Here’s Anson describing the strategy:
As a practitioner of Lean strategies and methods in Software development there was a lot that appealed to me about Anson’s approach:
A single person is drawn with a single brush mark. This means you always have a potentially finished drawing. There is only ever a tiny amount of work in progress as once the brush is lifted off the paper the person is drawn.
This is akin to the lean idea of continuous, or single piece, flow where you aim to complete the delivery of something of value before starting on the next.
Feedback Loops and emergent behaviour
As people are added to the drawing they shape its composition. They determine where the next person will be placed. As the people being drawn are moving around you have no idea what the final drawing will look like in detail but you continue with the goal of conveying a sense of people moving in space.
This is what we find in software. We have a goal we hope to fulfil but we don’t know everything about the requirements we need to meet. As we deliver work of value that informs what we choose to do next.
Power of Aggregate
When we look at the data that represents our work, a single data point tells us little or nothing. As we gather more data and visualise it we see patterns that help us to better understand it. The whole is greater than the sum of its parts:
Similarly with these movement drawings. The more figures we add, the more coherent and believable the picture of the crowd becomes.
Seeing these analogues between the drawing strategy and lean led me to run an experiment at the British Computer Society conference London Lean Kanban Day 2017 to see if the attendees of the conference could, as a group, create a picture of the event by each contributing a single figure to a drawing. The photos above show people doing just that and below is the result:
What happened next…
The thing that makes this story worth telling three years after the event is what happened next. During the conference marathon runner Karl Scotland was collecting sponsorship money on behalf of The National Autistic Society. As the drawing was coming together, Chris Matts suggested we auction the drawing to raise money as well.
“Great idea” I said. Then Helen Meek proposed that we auction not just the picture but donations from her and other speakers at the conference. This included things like coaching sessions, signed books, places on course and cups of coffee.
The result was an auction raising several thousand pounds for The National Autistic Society.
The next year the auction was held again at London Lean Kanban Day 2018 and more money was raised.

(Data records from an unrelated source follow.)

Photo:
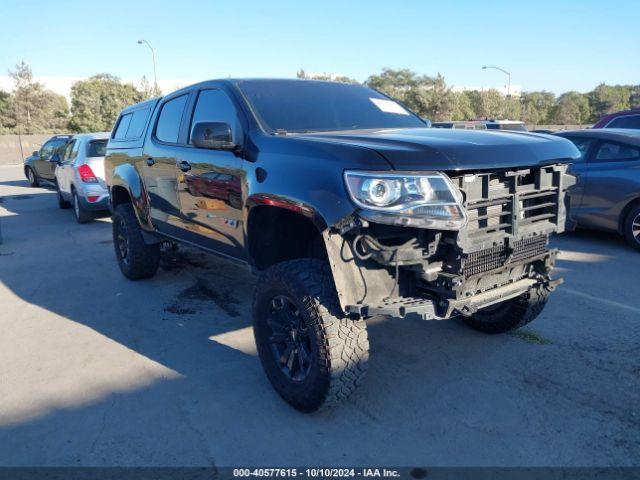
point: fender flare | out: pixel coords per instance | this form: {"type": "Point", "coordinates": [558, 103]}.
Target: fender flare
{"type": "Point", "coordinates": [126, 176]}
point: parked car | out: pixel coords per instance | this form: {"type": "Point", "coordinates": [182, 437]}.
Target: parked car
{"type": "Point", "coordinates": [80, 176]}
{"type": "Point", "coordinates": [514, 125]}
{"type": "Point", "coordinates": [41, 165]}
{"type": "Point", "coordinates": [607, 195]}
{"type": "Point", "coordinates": [350, 207]}
{"type": "Point", "coordinates": [483, 125]}
{"type": "Point", "coordinates": [622, 119]}
{"type": "Point", "coordinates": [460, 125]}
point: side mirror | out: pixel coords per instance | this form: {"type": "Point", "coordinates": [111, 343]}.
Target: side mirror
{"type": "Point", "coordinates": [212, 135]}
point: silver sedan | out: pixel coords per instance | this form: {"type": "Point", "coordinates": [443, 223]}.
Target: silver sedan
{"type": "Point", "coordinates": [80, 176]}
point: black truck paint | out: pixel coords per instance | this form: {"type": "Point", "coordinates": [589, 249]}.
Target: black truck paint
{"type": "Point", "coordinates": [275, 199]}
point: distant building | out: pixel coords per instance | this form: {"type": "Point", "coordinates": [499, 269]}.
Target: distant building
{"type": "Point", "coordinates": [515, 90]}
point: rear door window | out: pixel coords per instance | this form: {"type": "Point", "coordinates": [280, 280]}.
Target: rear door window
{"type": "Point", "coordinates": [168, 126]}
{"type": "Point", "coordinates": [52, 147]}
{"type": "Point", "coordinates": [616, 152]}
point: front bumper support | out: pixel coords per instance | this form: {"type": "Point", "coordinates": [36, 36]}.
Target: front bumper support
{"type": "Point", "coordinates": [429, 310]}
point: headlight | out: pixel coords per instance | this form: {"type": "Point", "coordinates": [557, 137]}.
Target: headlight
{"type": "Point", "coordinates": [423, 200]}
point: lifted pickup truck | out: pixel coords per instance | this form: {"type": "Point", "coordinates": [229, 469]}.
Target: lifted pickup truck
{"type": "Point", "coordinates": [347, 206]}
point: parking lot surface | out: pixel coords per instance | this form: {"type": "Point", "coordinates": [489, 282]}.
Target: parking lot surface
{"type": "Point", "coordinates": [98, 370]}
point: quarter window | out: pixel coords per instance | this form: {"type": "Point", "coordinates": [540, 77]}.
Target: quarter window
{"type": "Point", "coordinates": [215, 106]}
{"type": "Point", "coordinates": [583, 145]}
{"type": "Point", "coordinates": [137, 124]}
{"type": "Point", "coordinates": [629, 121]}
{"type": "Point", "coordinates": [614, 152]}
{"type": "Point", "coordinates": [123, 125]}
{"type": "Point", "coordinates": [168, 126]}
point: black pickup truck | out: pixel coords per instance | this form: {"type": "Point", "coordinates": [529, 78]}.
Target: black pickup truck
{"type": "Point", "coordinates": [347, 206]}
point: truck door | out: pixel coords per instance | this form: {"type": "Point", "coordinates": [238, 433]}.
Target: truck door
{"type": "Point", "coordinates": [210, 182]}
{"type": "Point", "coordinates": [160, 157]}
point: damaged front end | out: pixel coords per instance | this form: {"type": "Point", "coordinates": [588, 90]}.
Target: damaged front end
{"type": "Point", "coordinates": [500, 251]}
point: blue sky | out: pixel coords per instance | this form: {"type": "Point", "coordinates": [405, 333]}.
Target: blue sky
{"type": "Point", "coordinates": [557, 45]}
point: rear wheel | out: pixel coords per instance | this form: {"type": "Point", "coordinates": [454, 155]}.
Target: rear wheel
{"type": "Point", "coordinates": [82, 215]}
{"type": "Point", "coordinates": [511, 314]}
{"type": "Point", "coordinates": [32, 177]}
{"type": "Point", "coordinates": [632, 227]}
{"type": "Point", "coordinates": [136, 259]}
{"type": "Point", "coordinates": [312, 354]}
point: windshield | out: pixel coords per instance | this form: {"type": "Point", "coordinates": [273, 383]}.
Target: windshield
{"type": "Point", "coordinates": [97, 148]}
{"type": "Point", "coordinates": [296, 106]}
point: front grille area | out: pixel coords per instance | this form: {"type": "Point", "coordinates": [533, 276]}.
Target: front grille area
{"type": "Point", "coordinates": [500, 255]}
{"type": "Point", "coordinates": [509, 203]}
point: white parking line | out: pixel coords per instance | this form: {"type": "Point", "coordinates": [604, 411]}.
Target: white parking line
{"type": "Point", "coordinates": [604, 301]}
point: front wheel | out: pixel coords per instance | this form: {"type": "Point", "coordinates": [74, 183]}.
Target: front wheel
{"type": "Point", "coordinates": [312, 354]}
{"type": "Point", "coordinates": [82, 214]}
{"type": "Point", "coordinates": [62, 203]}
{"type": "Point", "coordinates": [136, 259]}
{"type": "Point", "coordinates": [509, 315]}
{"type": "Point", "coordinates": [32, 177]}
{"type": "Point", "coordinates": [632, 227]}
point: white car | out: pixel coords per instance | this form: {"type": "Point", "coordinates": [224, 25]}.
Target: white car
{"type": "Point", "coordinates": [80, 176]}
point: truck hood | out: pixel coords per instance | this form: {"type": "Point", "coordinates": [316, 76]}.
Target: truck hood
{"type": "Point", "coordinates": [450, 149]}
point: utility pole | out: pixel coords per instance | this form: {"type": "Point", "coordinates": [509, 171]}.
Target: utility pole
{"type": "Point", "coordinates": [506, 73]}
{"type": "Point", "coordinates": [153, 57]}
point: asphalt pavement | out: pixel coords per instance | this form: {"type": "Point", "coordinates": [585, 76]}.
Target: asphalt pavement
{"type": "Point", "coordinates": [98, 370]}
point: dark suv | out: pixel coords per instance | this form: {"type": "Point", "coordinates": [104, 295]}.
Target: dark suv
{"type": "Point", "coordinates": [347, 206]}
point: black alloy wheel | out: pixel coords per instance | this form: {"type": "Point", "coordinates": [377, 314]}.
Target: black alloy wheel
{"type": "Point", "coordinates": [289, 339]}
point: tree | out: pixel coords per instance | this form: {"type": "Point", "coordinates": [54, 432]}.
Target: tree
{"type": "Point", "coordinates": [436, 102]}
{"type": "Point", "coordinates": [31, 108]}
{"type": "Point", "coordinates": [608, 99]}
{"type": "Point", "coordinates": [324, 76]}
{"type": "Point", "coordinates": [463, 109]}
{"type": "Point", "coordinates": [403, 85]}
{"type": "Point", "coordinates": [486, 103]}
{"type": "Point", "coordinates": [97, 101]}
{"type": "Point", "coordinates": [572, 108]}
{"type": "Point", "coordinates": [634, 96]}
{"type": "Point", "coordinates": [5, 106]}
{"type": "Point", "coordinates": [537, 107]}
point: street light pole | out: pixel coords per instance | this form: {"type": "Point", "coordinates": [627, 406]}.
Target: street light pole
{"type": "Point", "coordinates": [506, 73]}
{"type": "Point", "coordinates": [153, 56]}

This year it was held again with over three thousand pounds being raised for Cancer Research UK.
So what started as a strategy for drawing people moving around became an experiment at a British Computing Society conference which became a way of raising money for charity which has then been repeated for three years running.
Liz Keogh spoke at this year’s conference about exaptation, the process by which features acquire functions for which they were not originally adapted or selected. I don’t know if the story told here strictly meets this definition but certainly the evolution from Anson’s original strategy to the conference’s tradition of ending with a charity auction was not intentional.
It remains a wonderful thing and something the community around the conference are justifiably proud.